Aerospace and defense: Some of the world's most advanced military aircraft are designed and built in Texas. This industry is responsible for 200,000 jobs at 1,700 firms, and has workers earning an average annual salary of $50,000. Major aerospace and aviation employers include American, Southwest, and Continental airlines; American Eurocopter; BAE Systems; Boeing; the Johnson Space center; L-3 Communications; Lockheed Martin; and Raytheon. The state is home to 23 airports with ports of entry. In 2006, the Dallas-Forth Worth International Airport set an all-time international cargo record with 281,486 metric tons.

Energy: Oil and gas exploration and production, one of the state's oldest industries, is strong with 7,000 operators running 250,000 active wells. The state leads the country in production and reserves as well as enhanced oil recovery potential. In the electric, coal, and nuclear power generation arena, Texas has one of the world's strongest electric markets. In the alternative energy area, Texas has ranked number one in the nation for wind power generation for three consecutive years, according to the Wind Energy Association, and the Governor's office reports it ranked first in biofuels and second in solar power.
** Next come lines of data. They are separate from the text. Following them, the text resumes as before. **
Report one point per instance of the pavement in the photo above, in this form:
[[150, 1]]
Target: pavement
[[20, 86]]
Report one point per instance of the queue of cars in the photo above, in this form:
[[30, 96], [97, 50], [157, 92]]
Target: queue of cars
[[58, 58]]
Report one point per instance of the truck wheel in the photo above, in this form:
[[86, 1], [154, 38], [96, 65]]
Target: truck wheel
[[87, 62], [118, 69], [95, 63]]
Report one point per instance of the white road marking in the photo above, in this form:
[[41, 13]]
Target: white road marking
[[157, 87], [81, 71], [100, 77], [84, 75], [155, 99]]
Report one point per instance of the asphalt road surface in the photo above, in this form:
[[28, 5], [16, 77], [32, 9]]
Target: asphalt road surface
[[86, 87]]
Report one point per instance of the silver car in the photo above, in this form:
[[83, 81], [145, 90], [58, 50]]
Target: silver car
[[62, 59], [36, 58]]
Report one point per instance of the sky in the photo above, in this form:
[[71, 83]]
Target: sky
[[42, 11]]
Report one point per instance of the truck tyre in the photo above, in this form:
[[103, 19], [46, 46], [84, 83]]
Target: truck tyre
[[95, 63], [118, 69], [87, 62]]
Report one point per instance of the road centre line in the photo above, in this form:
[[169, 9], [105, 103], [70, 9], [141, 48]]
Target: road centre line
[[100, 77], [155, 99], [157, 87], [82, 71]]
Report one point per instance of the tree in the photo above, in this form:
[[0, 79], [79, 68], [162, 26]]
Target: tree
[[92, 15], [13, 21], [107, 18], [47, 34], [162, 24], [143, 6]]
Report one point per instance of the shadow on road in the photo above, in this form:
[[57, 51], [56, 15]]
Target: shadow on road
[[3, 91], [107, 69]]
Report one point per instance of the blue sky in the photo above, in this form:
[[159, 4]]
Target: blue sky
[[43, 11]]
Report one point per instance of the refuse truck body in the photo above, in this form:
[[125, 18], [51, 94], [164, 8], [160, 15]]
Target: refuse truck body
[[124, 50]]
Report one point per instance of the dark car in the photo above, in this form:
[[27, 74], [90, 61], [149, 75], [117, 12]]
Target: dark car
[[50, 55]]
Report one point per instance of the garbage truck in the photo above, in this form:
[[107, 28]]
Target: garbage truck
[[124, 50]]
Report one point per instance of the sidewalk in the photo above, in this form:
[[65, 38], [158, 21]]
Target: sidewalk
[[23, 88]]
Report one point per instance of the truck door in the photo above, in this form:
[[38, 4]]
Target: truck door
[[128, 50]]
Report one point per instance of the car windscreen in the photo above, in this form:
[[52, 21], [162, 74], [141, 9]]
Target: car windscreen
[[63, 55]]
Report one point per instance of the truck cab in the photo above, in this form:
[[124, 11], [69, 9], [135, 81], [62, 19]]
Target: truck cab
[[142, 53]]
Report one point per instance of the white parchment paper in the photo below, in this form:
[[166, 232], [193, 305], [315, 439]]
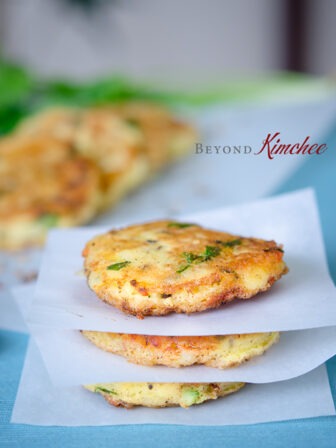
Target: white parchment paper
[[304, 298], [71, 359], [306, 396]]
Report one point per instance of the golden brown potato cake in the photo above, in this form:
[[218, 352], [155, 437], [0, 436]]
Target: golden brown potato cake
[[116, 147], [180, 351], [43, 185], [57, 122], [165, 138], [162, 267], [104, 153], [162, 395]]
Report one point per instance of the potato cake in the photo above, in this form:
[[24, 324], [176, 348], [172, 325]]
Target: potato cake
[[161, 267], [180, 351], [42, 185], [161, 395]]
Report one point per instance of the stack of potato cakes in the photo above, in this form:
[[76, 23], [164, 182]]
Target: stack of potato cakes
[[165, 267], [63, 167]]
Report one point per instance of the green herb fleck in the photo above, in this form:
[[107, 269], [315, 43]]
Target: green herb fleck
[[210, 252], [105, 391], [183, 268], [118, 266], [48, 220], [231, 243], [180, 225]]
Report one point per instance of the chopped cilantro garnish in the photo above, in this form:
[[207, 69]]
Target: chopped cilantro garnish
[[180, 225], [210, 252], [231, 243], [105, 391], [117, 266], [48, 220]]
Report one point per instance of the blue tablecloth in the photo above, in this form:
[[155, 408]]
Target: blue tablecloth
[[318, 172]]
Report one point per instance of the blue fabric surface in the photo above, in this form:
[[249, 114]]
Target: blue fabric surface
[[318, 172]]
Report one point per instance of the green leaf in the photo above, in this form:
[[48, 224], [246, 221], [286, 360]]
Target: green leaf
[[118, 266], [49, 220], [183, 268], [105, 391], [180, 225], [210, 252], [190, 257], [231, 243]]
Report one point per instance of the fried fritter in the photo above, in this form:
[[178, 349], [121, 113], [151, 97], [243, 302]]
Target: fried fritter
[[43, 185], [180, 351], [63, 166], [162, 395], [117, 149], [165, 138], [162, 267]]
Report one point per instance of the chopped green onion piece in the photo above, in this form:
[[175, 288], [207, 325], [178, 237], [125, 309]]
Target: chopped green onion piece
[[105, 391], [231, 243], [117, 266], [180, 225], [49, 220]]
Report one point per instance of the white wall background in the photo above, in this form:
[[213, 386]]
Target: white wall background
[[161, 39], [190, 40]]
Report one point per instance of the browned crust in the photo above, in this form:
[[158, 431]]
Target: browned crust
[[179, 351], [151, 283]]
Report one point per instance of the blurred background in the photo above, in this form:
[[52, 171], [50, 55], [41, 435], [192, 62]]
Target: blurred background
[[185, 42]]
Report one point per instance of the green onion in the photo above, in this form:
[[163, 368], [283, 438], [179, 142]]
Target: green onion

Biotechnology and life sciences: The state is home to over 900 traditional biotech and biomedical research facilities, medical manufacturing firms, and world-class universities and research facilities employing almost 29,000 life science workers. Major players include US Oncology, the Southwest Research Institute, Laboratory Corporation of America, Kimberly-Clark, and Abbott Laboratories.
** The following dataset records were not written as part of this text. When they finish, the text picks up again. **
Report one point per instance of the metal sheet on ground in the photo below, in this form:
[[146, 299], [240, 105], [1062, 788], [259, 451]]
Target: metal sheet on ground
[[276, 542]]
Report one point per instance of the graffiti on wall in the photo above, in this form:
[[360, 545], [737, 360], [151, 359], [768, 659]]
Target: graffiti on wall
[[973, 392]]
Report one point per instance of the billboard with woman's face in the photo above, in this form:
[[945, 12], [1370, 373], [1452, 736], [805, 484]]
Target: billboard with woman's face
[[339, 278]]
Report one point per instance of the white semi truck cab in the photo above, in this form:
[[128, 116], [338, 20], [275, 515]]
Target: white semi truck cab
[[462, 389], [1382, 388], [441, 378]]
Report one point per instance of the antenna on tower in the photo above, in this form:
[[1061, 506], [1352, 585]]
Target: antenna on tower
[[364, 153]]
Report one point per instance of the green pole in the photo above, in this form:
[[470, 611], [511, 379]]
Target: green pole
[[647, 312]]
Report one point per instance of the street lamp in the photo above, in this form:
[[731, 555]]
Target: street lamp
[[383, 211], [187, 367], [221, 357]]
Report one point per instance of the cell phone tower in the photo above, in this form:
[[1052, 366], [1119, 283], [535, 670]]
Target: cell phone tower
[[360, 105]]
These days, San Antonio is in the industry limelight. For example, it's one of five cities being considered for the National Bio- and Agro-Defense Facility, a huge federal research lab. And the Department of Defense is in the early stages of investing over $1 billion to make Fort Sam Houston the nation's center of military medicine. Existing major facilities here include the University of Texas Health Science Center at San Antonio (a nationally recognized institute of health science education and research) and the Southwest Foundation for Biomedical Research (one of the world's leading independent biomedical research institutions).
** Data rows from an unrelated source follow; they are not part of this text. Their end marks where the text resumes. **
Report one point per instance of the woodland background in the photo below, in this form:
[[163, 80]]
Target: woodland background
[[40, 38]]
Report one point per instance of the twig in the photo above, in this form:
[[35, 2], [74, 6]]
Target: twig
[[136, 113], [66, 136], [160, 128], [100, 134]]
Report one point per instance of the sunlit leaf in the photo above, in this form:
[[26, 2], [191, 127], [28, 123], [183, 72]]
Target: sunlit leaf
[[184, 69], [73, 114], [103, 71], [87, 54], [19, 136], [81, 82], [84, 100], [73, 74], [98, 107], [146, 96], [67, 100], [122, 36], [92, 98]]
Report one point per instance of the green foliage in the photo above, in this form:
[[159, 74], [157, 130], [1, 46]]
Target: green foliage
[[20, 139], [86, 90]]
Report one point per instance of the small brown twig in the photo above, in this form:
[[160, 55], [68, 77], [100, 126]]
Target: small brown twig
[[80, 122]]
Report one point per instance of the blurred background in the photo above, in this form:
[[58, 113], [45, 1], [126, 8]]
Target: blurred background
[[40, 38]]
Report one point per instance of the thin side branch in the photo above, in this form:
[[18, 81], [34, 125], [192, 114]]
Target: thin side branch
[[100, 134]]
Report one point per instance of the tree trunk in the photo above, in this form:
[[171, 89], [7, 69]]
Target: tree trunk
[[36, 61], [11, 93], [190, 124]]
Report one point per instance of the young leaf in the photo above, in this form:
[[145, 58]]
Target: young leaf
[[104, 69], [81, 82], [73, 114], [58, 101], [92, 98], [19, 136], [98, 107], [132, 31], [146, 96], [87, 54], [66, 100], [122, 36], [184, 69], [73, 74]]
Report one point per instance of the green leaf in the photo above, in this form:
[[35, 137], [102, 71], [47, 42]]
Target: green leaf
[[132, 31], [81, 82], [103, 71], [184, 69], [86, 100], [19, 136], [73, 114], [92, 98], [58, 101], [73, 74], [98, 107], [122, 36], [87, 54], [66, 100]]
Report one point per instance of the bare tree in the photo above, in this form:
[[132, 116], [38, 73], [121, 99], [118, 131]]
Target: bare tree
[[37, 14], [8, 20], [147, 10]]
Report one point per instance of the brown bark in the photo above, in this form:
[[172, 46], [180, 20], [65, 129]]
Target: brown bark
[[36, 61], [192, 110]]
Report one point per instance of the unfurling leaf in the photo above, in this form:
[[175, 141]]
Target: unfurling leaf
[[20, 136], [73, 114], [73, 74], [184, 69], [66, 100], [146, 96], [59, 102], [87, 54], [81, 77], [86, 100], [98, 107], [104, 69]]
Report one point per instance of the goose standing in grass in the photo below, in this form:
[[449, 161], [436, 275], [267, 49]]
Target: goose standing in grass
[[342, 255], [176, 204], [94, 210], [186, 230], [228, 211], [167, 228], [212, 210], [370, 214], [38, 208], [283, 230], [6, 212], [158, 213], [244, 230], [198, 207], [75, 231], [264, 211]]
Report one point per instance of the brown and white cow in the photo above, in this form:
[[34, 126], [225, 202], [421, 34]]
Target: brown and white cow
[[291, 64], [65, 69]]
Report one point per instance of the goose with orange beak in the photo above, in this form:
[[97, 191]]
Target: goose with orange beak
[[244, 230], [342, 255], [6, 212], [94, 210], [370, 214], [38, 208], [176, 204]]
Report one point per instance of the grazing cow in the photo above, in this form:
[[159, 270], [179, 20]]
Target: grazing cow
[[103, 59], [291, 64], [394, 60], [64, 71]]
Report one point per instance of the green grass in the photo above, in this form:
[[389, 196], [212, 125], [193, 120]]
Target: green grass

Information and computer technology:
Communications equipment, computing equipment and semiconductors, and information technology form this growing cluster. Austin, the state capital, is a world-class IT hub, and San Antonio has its own industry star performers. Recently, the University of Texas at San Antonio established the Institute for Cyber Security. Its mission is to combine world-class research with commercialization, focusing on the protection of the nation's critical cyber infrastructure. The Alamo City also was chosen for a new National Security Agency data center (expected to employ thousands when built out) and Microsoft's $550 million, 447,000-square-foot facility, set to open in late 2008/early 2009. Major IT employers present here speak of the industry's importance to the Lone Star State. They include Dell, Nokia, Texas Instruments, Alcatel USA, Ericsson, Freescale Semiconductor, and Fujitsu Network Communications.

Petroleum refining and chemical products:
The latest federal government statistics from the Energy Information Administration (July 2007) reveal that nine of the 20 top-producing U.S. petroleum refineries are in Texas; of those, the three highest-capacity are in Baytown (ExxonMobil, #1), Texas City (BP, #4) and Beaumont (ExxonMobil, #6). Texas is the nation's top producer of oil and gas refined products and chemicals, and one-third of the U.S.-marketed production of natural gas is from here.

One homegrown industry star player is San Antonio-based Valero Energy Corporation, a Fortune 500 company with 22,000 employees and annual revenues of $95 billion (2007). It owns and operates 17 refineries throughout the United States, Canada, and the Caribbean with a combined throughput capacity of approximately 3.1 million barrels per day, making it the largest refiner in North America.

Texas also is the country's largest chemicals producer; its Gulf Coast area alone has over 200 chemical plants. In total, this cluster brings in over $82 billion in gross state product, and is responsible for 870,000 jobs and $3.6 billion in annual state revenues.